Example: Memory Usage'''
arr_int64 = np.array([1, 2, 3], dtype=np.int64)
arr_int32 = np.array([1, 2, 3], dtype=np.int32)

print(arr_int64.nbytes)  # Output: 24 bytes (3 elements * 8 bytes each)
print(arr_int32.nbytes)  # Output: 12 bytes (3 elements * 4 bytes each)

24
12


In [33]:
arr2 = np.array([23,4,3,23], dtype=np.float32) # Create a NumPy array with float32 data type
arr2 # Display the array

array([23.,  4.,  3., 23.], dtype=float32)

In [47]:
arr2.nbytes # Check the number of bytes consumed by arr2


16

In [51]:
arr.nbytes # Check the number of bytes consumed by arr

120

In [37]:
'''4. Complex Numbers
NumPy also supports complex numbers, which consist of a real and imaginary part. You can store complex numbers using complex64 or complex128 data types.

Example: Complex Numbers'''
complex_arr = np.array([1 + 2j, 3 - 4j, 5 + 0j, 0 - 6j], dtype=np.complex128) # Create a NumPy array with complex128 data type
display(complex_arr) # Display the complex array

array([1.+2.j, 3.-4.j, 5.+0.j, 0.-6.j])

In [38]:
'''5. Object Data Type
If you need to store mixed or complex data types (e.g., Python objects), you can use dtype='object'. However, this type sacrifices performance, so it should only be used when absolutely necessary.
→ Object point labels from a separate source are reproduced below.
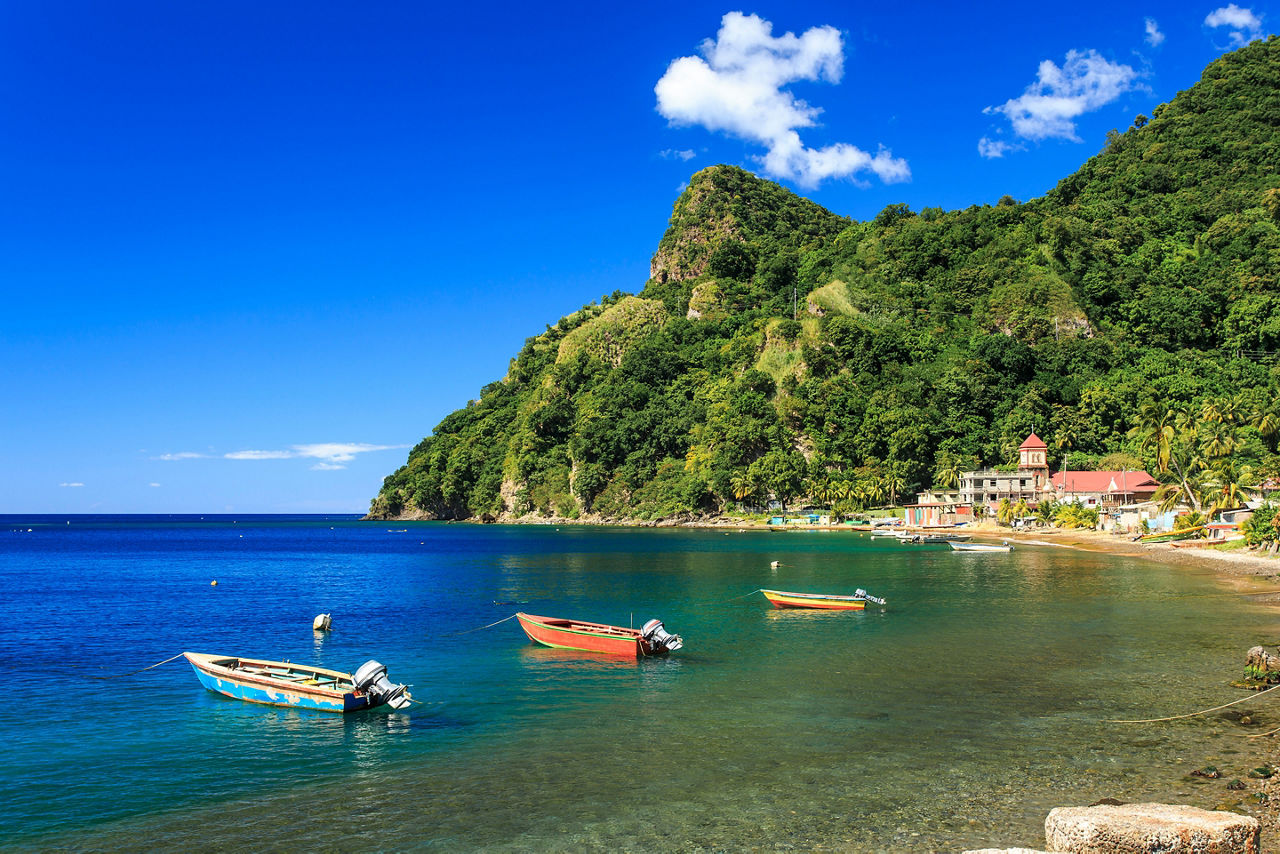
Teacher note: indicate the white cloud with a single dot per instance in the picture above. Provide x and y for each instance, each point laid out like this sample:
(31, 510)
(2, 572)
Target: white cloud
(332, 455)
(1243, 24)
(992, 149)
(736, 87)
(259, 455)
(1153, 36)
(1048, 108)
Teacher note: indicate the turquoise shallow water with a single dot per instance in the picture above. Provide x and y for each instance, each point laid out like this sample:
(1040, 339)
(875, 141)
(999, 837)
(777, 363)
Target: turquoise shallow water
(955, 717)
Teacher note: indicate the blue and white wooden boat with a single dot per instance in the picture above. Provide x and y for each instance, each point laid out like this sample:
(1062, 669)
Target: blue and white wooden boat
(280, 683)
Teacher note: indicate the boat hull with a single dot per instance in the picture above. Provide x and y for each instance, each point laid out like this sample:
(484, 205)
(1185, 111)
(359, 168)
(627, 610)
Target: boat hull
(781, 599)
(223, 675)
(585, 636)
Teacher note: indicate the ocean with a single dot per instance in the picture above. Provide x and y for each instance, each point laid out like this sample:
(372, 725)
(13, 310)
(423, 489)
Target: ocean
(954, 717)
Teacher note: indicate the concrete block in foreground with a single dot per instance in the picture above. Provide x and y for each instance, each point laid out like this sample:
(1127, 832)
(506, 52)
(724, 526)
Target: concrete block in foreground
(1143, 829)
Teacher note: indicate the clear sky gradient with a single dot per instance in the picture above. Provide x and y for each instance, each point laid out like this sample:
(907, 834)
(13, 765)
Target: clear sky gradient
(251, 252)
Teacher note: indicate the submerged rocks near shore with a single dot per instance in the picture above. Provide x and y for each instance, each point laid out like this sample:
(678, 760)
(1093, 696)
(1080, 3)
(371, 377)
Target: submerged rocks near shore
(1144, 829)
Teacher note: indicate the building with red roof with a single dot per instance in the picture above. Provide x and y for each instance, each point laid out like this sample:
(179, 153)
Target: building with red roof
(1104, 489)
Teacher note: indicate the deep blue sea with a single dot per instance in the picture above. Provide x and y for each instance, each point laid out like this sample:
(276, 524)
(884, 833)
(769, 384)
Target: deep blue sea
(955, 717)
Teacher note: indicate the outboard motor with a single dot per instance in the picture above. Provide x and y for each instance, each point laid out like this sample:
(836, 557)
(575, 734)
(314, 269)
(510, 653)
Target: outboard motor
(659, 639)
(371, 679)
(864, 594)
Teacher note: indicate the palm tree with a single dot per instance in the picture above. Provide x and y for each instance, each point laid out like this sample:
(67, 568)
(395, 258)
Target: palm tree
(946, 473)
(894, 483)
(1219, 442)
(1230, 485)
(821, 491)
(1156, 430)
(1267, 423)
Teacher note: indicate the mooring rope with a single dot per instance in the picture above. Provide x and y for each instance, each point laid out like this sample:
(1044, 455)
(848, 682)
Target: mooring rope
(698, 604)
(133, 671)
(467, 631)
(1175, 717)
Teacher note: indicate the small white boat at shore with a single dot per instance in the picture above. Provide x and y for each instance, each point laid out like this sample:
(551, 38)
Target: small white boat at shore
(979, 547)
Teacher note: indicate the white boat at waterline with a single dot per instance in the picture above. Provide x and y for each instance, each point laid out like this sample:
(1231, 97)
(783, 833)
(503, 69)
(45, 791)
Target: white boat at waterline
(979, 547)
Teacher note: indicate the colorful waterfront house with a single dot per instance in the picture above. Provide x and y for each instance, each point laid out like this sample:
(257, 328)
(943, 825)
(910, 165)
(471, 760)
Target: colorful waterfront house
(929, 514)
(1027, 483)
(1106, 491)
(1223, 531)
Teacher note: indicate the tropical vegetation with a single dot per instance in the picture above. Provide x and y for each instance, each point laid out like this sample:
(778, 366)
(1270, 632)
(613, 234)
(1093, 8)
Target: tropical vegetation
(782, 352)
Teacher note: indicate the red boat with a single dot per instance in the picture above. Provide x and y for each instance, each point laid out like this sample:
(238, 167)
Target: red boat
(827, 602)
(598, 638)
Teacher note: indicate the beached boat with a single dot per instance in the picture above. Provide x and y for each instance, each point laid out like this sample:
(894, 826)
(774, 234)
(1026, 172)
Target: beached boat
(1187, 533)
(280, 683)
(652, 639)
(822, 601)
(933, 539)
(979, 547)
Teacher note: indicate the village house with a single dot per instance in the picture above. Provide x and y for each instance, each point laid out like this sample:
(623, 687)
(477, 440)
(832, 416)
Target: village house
(1106, 491)
(987, 487)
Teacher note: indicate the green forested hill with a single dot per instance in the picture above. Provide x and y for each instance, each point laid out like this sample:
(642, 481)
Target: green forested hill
(778, 348)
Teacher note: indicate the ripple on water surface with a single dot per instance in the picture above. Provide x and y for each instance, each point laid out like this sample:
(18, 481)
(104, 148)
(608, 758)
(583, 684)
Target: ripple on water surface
(955, 717)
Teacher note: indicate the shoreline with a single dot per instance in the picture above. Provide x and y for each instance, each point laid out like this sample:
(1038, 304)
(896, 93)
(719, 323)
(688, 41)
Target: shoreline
(1238, 569)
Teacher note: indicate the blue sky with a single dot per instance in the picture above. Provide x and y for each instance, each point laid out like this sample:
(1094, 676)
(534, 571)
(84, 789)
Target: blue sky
(252, 252)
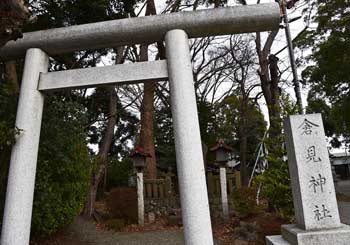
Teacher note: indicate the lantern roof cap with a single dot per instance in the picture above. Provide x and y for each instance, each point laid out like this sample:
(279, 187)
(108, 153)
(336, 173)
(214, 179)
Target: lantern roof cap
(139, 151)
(221, 144)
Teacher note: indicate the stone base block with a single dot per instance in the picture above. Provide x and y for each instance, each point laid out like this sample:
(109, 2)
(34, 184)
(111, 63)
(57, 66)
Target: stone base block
(293, 235)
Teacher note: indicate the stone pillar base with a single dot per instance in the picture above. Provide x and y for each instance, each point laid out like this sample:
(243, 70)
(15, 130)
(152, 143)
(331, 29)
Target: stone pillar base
(291, 234)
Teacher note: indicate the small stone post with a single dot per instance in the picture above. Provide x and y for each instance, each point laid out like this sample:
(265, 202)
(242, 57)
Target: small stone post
(139, 158)
(224, 201)
(315, 204)
(21, 178)
(222, 157)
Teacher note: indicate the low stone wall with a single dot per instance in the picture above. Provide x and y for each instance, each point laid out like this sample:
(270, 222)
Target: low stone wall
(171, 205)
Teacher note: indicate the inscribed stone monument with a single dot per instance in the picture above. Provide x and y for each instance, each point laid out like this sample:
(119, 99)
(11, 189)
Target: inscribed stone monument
(315, 204)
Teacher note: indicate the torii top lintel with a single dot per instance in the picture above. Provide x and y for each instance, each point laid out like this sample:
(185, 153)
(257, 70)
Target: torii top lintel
(201, 23)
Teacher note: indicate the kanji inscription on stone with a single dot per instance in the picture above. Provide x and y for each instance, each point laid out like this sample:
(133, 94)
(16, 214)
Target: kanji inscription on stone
(310, 169)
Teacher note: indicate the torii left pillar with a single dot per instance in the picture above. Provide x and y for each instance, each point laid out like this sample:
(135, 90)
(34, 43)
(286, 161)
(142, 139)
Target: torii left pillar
(21, 178)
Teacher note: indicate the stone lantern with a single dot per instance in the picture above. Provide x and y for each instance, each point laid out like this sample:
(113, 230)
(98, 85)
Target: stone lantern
(138, 156)
(222, 157)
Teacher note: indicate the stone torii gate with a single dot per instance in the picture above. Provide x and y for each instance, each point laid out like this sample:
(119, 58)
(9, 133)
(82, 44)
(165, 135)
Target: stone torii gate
(174, 29)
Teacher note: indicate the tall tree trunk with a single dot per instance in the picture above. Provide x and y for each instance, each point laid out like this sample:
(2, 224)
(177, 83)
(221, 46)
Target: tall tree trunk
(13, 15)
(147, 111)
(101, 159)
(243, 135)
(269, 79)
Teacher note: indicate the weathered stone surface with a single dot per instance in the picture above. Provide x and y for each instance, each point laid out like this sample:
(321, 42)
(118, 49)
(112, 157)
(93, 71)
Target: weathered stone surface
(310, 169)
(337, 236)
(276, 240)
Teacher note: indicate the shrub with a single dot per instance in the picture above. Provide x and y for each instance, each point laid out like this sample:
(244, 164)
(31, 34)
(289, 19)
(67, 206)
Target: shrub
(63, 173)
(122, 203)
(116, 224)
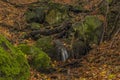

Example: Object Data Type'''
object_arr = np.array([1, 'hello', [1, 2, 3], {'a': 1}], dtype=object) # Create a NumPy array with object data type
display(object_arr) # Display the object array

array([1, 'hello', list([1, 2, 3]), {'a': 1}], dtype=object)

In [39]:
'''6. String Data Type in NumPy
Although NumPy arrays typically store numerical data, you can also store strings by using the dtype='str' or dtype='U' (Unicode string) format. However, working with strings in NumPy is less efficient than using lists or Python's built-in string types.

Example: String Array'''
arr = np.array(['apple', 'banana', 'cherry'], dtype='U10')  # Create a NumPy array with Unicode string data type ('U10' for strings up to 10 characters)
print(arr) # Print the string array

['apple' 'banana' 'cherry']


### Pros and Cons of NumPy Data Types

Choosing the appropriate data type in NumPy is crucial for optimizing memory usage, improving performance, and ensuring data integrity. Here's a breakdown of the pros and cons:

**Pros:**

*   **Memory Efficiency:** Using the correct data type can significantly reduce memory usage. For example, using `float32` instead of `float64` for floating-point numbers can halve the memory required. Similarly, using smaller integer types (`int8`, `int16`, `int32`) when appropriate can save memory.
*   **Performance:** Operations on arrays with smaller or simpler data types are generally faster. This is because the processor can perform operations on these data types more efficiently. For example, operations on integer arrays are typically faster than operations on floating-point arrays, and operations on fixed-size data types are faster than operations on `object` arrays.
*   **Data Integrity:** Specifying a data type ensures that the array stores data in a consistent format, preventing unexpected behavior or errors that might arise from mixed data types.

**Cons:**

*   **Data Loss/Precision Issues:** Using a data type with insufficient range or precision can lead to data loss or inaccurate results. For example, trying to store a large integer in an `int8` array will result in an overflow. Using `float32` instead of `float64` might not be suitable for calculations requiring high precision.
*   **Complexity with Mixed Data Types:** While NumPy arrays are designed to be homogeneous (contain elements of the same data type), the `object` data type allows for heterogeneous arrays. However, this comes at the cost of performance and memory efficiency, as NumPy cannot optimize operations on `object` arrays as effectively as it can for arrays with fixed-size data types.
*   **Type Casting Overhead:** Converting between data types using `astype()` can introduce some overhead, especially for large arrays. It's generally more efficient to create arrays with the desired data type from the beginning if possible.

In summary, selecting the data type that best suits the nature and range of your data while considering the trade-offs in terms of memory, performance, and precision is essential.